Tenho uma dúvida referente ao uso do pronome vós em situações mais formais.

No norte de Portugal, o pronome vós é comummente usado em situações informais, entre amigos, por exemplo. No entanto, gostava de saber se também é apropriado usar o vós em contextos mais formais.

Por exemplo, se estou a falar com duas pessoas mais velhas do que eu, individualmente, vou tratá-las por você.

A minha dúvida é saber, se estiver a falar com as duas ao mesmo tempo, se posso usar o pronome vós? Não sei se pode ser considerado informal ou desrespeitoso dizer algo, como: «Tudo bem convosco?» ou «Este carro é vosso?»

Agradeço desde já!

Resposta:

Se o pronome vós for usado como sujeito, este é entendido como um uso formal.
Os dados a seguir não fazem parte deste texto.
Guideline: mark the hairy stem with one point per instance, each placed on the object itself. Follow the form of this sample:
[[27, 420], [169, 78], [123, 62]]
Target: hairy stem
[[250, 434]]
No caso de construções como «Tudo bem convosco?» ou «Este carro é vosso?», estas não são entendidas como sendo formais. Nesse caso, é possível adotar construções que mitiguem o pronome, elevando o grau de formalidade, como «Está tudo bem com os senhores / com o senhor x / com o dr. x» ou «Este carro é do senhor? / Este carro pertence-lhe? / Este é o seu carro, senhor/dr. x?».